MB700 MB is 5600000 kbits
4 Hours is 14400 Seconds a transfer rate of 388 kbit/s
9 Hours is 32400 Seconds a transfer rate of 172 kbit/s

But this calculation doesn't allow for the IP overhead added to convert the 700 MB to packets etc.

Meanwhile a car travelling 123 kms without knowing the route. Let's assume the 123 is the hypotenuse of a right angled isoceles triangle and that the road route is along the other two sides. That gives the total distance as 123 times the square route of 2, about 174 kms. I usually allow an average of 80 kms/hour for a mixed country city drive like that. Estimated time 2.175 hours, so the two hours and ten minutes is reasonable.

The evere reliable Wikipaedia suggests the average flying speed of a homing pigeon "over moderate distances is around 48 km/h, but speeds of up to 95 km/h have been observed." Either it was a very fast pigeon, or (more likely) it had a very good following wind to cover 123km in 1 hour 5 minutes (that would be 113 km/h).
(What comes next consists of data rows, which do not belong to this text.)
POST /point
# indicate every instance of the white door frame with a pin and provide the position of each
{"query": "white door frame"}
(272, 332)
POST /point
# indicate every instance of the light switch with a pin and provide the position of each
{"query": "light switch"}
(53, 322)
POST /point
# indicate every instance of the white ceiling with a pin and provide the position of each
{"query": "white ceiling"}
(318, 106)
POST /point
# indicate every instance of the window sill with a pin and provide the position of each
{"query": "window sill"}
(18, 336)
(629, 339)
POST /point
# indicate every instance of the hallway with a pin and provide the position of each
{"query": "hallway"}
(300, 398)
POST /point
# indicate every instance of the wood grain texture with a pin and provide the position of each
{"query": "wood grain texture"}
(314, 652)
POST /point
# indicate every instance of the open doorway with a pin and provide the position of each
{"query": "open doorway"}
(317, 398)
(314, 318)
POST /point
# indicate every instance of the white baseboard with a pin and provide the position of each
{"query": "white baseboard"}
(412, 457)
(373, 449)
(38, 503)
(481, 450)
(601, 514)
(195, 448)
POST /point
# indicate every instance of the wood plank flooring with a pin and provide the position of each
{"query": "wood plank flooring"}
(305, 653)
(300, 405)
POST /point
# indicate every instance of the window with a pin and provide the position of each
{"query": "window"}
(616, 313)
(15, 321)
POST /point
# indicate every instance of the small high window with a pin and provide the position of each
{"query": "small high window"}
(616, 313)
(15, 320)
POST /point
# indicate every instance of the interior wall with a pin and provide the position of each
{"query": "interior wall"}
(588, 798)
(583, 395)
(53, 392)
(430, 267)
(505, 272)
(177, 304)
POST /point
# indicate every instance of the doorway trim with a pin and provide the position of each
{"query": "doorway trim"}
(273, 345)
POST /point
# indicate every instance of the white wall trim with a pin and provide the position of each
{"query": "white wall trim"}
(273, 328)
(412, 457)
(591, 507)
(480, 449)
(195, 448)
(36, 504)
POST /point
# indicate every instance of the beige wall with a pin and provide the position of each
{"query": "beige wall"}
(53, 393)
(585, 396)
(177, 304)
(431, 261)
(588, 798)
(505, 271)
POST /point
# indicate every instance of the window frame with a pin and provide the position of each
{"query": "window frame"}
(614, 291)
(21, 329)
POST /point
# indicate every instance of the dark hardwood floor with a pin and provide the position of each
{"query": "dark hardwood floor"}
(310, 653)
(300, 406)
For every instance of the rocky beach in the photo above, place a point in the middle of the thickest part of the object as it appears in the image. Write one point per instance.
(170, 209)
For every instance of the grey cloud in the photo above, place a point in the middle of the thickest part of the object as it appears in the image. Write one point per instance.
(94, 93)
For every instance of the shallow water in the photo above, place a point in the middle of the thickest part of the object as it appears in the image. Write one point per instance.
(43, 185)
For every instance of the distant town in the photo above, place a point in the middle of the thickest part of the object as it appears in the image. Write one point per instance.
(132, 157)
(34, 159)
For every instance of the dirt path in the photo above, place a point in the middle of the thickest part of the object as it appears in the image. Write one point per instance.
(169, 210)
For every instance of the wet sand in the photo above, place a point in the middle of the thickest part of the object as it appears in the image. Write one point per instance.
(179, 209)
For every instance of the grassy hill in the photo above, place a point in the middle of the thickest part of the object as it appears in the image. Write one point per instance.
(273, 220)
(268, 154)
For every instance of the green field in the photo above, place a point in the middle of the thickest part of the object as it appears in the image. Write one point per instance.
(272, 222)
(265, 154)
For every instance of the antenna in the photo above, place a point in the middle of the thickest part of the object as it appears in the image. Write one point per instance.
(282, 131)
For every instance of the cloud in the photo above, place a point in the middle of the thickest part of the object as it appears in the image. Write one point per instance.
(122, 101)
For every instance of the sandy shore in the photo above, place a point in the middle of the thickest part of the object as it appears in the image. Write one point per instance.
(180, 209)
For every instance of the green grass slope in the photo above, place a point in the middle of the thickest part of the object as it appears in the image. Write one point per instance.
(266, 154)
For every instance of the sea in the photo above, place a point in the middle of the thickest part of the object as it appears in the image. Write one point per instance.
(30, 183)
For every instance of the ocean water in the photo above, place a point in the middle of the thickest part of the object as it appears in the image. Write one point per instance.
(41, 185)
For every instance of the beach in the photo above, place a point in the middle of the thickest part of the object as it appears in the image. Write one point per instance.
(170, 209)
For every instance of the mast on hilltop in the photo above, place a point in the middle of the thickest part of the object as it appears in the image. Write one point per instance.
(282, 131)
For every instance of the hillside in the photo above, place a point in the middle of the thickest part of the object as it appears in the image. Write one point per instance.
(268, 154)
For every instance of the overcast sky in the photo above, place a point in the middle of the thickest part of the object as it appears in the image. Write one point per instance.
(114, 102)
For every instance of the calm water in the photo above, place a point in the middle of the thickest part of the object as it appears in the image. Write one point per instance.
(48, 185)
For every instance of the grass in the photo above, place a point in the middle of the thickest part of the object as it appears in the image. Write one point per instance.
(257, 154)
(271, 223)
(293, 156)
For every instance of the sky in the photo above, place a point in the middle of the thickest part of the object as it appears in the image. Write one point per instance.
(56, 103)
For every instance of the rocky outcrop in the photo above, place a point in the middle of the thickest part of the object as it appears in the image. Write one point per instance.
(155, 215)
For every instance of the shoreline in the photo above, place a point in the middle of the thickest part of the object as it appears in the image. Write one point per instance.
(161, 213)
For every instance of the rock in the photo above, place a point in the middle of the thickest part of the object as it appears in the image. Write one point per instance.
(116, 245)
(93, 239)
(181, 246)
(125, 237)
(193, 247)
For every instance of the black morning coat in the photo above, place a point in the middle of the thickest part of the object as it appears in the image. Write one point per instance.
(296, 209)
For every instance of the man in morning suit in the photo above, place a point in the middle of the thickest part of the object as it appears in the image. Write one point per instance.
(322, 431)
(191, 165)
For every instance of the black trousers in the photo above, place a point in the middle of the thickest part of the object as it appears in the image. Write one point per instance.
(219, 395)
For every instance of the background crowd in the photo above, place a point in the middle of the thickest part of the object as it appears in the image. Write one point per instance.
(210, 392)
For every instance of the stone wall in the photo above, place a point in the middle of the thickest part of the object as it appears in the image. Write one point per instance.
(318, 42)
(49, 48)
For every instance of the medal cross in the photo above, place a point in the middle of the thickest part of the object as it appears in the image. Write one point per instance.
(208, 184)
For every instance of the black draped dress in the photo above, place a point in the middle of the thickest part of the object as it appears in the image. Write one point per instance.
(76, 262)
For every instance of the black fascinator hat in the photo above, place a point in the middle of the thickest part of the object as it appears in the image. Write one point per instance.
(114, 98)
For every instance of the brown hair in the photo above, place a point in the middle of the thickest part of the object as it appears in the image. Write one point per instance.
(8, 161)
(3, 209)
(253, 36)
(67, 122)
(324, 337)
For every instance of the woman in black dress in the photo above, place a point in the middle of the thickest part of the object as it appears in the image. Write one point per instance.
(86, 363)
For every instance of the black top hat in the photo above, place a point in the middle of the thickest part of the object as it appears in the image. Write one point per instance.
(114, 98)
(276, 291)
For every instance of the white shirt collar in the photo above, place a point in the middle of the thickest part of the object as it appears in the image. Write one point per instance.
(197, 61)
The physical test has therefore not demonstrated much more than could have been worked out with a pencil and paper (or a spreadsheet...). The test is setting up a stupi example by focussing on the transfer of a 700MB file, and has chosen a sufficiently short distance to suit the purposes. Over a longer distance the internet transfer doesn't take any more time, while the other two do. The pigeon can't go as far as the car and the car is limited to the land of the continent.

Its is a pity that people ned to resort to such stupid exercises to demonstrate what we by now know...the old standard 256 Kbps (or a 512 Kbps as offered under the Australian Broadband Guarantee) doesn't cut it. And our reference point needs to be what we need to start building now to have in five to ten years.